Empirical Research Methods II

Spring 2000

 

Lab 5

Due: Tuesday, April 4th.

 

 

1        FTP, Course Data Sets, and Turning in the Assignment

The data sets we will be using for the course are all stored in:

/afs/andrew.cmu.edu/course/88/241/data

 

1)    Go to the Programs menu under Start (bottom left of the screen). Find and select Command Prompt.

2)    At the prompt inside the Command Prompt window, change directories to c:\temp, a local directory you can write to while you are on the machine in this cluster, by typing: cd   c:\temp

3)    Now invoke ftp by typing: ftp  unix.andrew.cmu.edu  (see Error! Reference source not found.). Login with your andrew id and password.

4)    Change directories on the andrew side by typing:

cd   /afs/andrew.cmu.edu/course/88/241/data

5)    Go into binary mode by typing: bin

6)    Get the file lab5qs.doc by typing: get  lab5qs.doc

7)    Type: get  learning.mtp

8)    Type: get  comp.mtp

9)    Type: get  vote.mtp

 

Turning In Assignments

1.     Open MS Word (not in ftp, but rather from the Start menu), and open the file you just downloaded: lab5qs.doc, which should be sitting in the c:\temp directory.

2.     In Word, fill in your name and email id, and then go to the File menu, choose "Save As", and name the file <your-email-id>-lab5.doc.  E.g., since my email address is scheines@andrew.cmu.edu, my file name would be: scheines-lab5.doc

 

You can copy Minitab results and graphs into this file, and turn it in electronically at any time before the beginning of the next class.  To turn in your file electronically, use ftp in binary mode and deposit the file in the /afs/andrew/course/88/241/handin directory.   If you already have ftp running, follow steps 4, 5 and 6 below.  To do it from scratch, follow all of these steps:

 

1.     Open command prompt

2.     Cd into the directory in which your Word file resides (e.g., c:\temp)

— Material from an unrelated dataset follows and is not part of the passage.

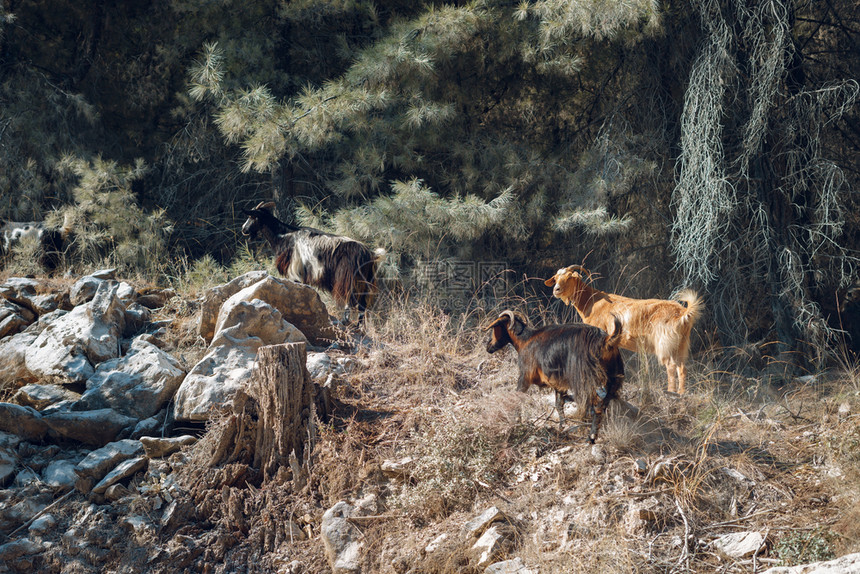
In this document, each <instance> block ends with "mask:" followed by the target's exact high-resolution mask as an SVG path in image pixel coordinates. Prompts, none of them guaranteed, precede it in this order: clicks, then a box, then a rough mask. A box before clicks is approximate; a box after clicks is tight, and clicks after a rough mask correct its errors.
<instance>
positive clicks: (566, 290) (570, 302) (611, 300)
mask: <svg viewBox="0 0 860 574" xmlns="http://www.w3.org/2000/svg"><path fill="white" fill-rule="evenodd" d="M586 278H587V279H588V280H589V283H590V279H591V272H589V271H588V270H587V269H585V268H584V267H583V266H582V265H571V266H570V267H565V268H563V269H559V270H558V271H557V272H556V274H555V275H554V276H553V277H550V278H549V279H547V280H546V281H545V282H544V283H545V284H546V285H547V286H549V287H553V290H552V294H553V295H554V296H555V297H557V298H559V299H561V300H562V301H564V302H565V303H567V304H568V305H573V306H574V308H576V312H577V313H579V316H580V317H581V318H582V320H583V322H585V323H587V324H589V325H594V326H595V327H600V328H601V329H606V328H608V327H609V326H610V325H611V324H612V321H613V317H617V318H619V319H621V323H622V325H623V329H624V333H623V335H622V337H621V343H620V347H621V348H623V349H628V350H630V351H645V352H647V353H651V354H654V355H657V359H659V360H660V363H662V364H663V366H664V367H666V375H667V377H668V379H669V381H668V390H669V392H670V393H674V392H678V393H679V394H684V391H685V390H686V389H685V385H686V379H687V367H686V364H685V363H686V361H687V354H688V353H689V350H690V332H691V331H692V329H693V323H695V321H696V318H697V317H698V316H699V313H700V312H701V310H702V307H703V304H702V301H701V299H699V296H698V295H697V294H696V293H694V292H693V291H690V290H684V291H681V293H679V294H678V300H680V301H683V302H684V303H686V307H685V306H684V305H681V303H679V302H678V301H666V300H664V299H631V298H629V297H622V296H621V295H616V294H614V293H604V292H603V291H598V290H597V289H594V288H593V287H591V286H590V285H589V284H588V283H586ZM676 378H677V387H676Z"/></svg>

3.     type ftp  unix.andrew.cmu.edu

4.     To enter binary transfer mode, type: bin

5.     To change the remote target directory,

type: cd   /afs/andrew.cmu.edu/course/88/241/handin

6.     To transfer the file, type: put <file-name>

 

You cannot overwrite your Word file once it is turned in, so make sure it is finished before you transfer it over. Uri will send you email with the grade on your lab.

 

Keep a copy of your file, in case the transfer fails or it somehow gets corrupted. 

 

2        Correlation between X and e and Bias

We have discussed at length how correlation between X and e can arise and how this can bias b1 (the estimate of b1) away from 0 even when b1 is actually 0, that is, X has no effect at all on Y.   For example, in lab 3 we showed how the first two causal structures in Figure 1 are indistinguishable, and will both result in estimates of b1 that are non-zero.

 

Figure 1

 

 

 Now we concentrate on how a correlation between X and e biases the size of the estimated relationship between X and Y even when X is a cause of Y.  Consider a problem in which X is exposure to lead (Lead) and Y is IQ-score (IQ).

 

Figure 2

 

In Figure 2, we show the causal process relating IQ and Lead.  IQ is caused by Lead, the Quality of the Home Environment (an unmeasured cause that we abbreviate as Home), and eIQ, the other unmeasured causes of IQ which are assumed to be independent of Lead and Home.  Furthermore, Lead is also caused by Home and other unmeasured causes, eLead, which are assumed to be independent of Home.

 

The actual equation relating IQ to its causes, Lead, Home, and eIQ, is

 

1) IQ = 100 – 1.0*Lead + 1.0*Home +eIQ.

 

The coefficient on Lead equals –1.0. This is a causal coefficient, which indicates that a 1 unit increase in Lead exposure causes a 1 point drop in IQ holding constant Home and the other causes of  IQ.  The equation also indicates that a 1 unit increase in Home causes a 1 unit increase in IQ, holding everything else constant.

 

The actual equation relating Lead to its causes, Home and eLead, is

 

2) Lead = 10 – 2.0*Home + eLead

 

This indicates that a 1 unit increase in Home causes a 2 unit decrease in Lead, holding everything else constant.

 

Even though this system involves many variables, suppose that data are only available on IQ and Lead. Suppose these data are used to estimate a bivariate regression relating IQ to Lead.   To better understand the regression that will be estimated, notice that equation 1 can be rewritten as equation 3:

 

3) IQ = 100 –1.0*Lead + e,

 

where e = Home + eIQ.  In the typical regression, the disturbance term is assumed to be independent of the predictor variable.  In equation 3, however, IQ is expressed as a function of Lead and a disturbance e,  which is not independent of Lead. Just like in the Unmeasured Common Cause process in question 1, one of the unmeasured causes of IQ, Home, is also a cause of Lead.  This means that the disturbance term e in equation 3, which is the sum of Home and eIQ, is correlated with Lead.

 

The purpose of this exercise is to explore how this correlation biases the estimated coefficient on Lead in a bivariate regression relating IQ to Lead.  A bias occurs if the estimated coefficient differs from the true causal coefficient, even when we have an infinite sample.  In this case, the true causal coefficient relating IQ to Lead is –1.0, which represents the effect of a 1 unit change in Lead on IQ assuming all other causes of IQ are held constant. 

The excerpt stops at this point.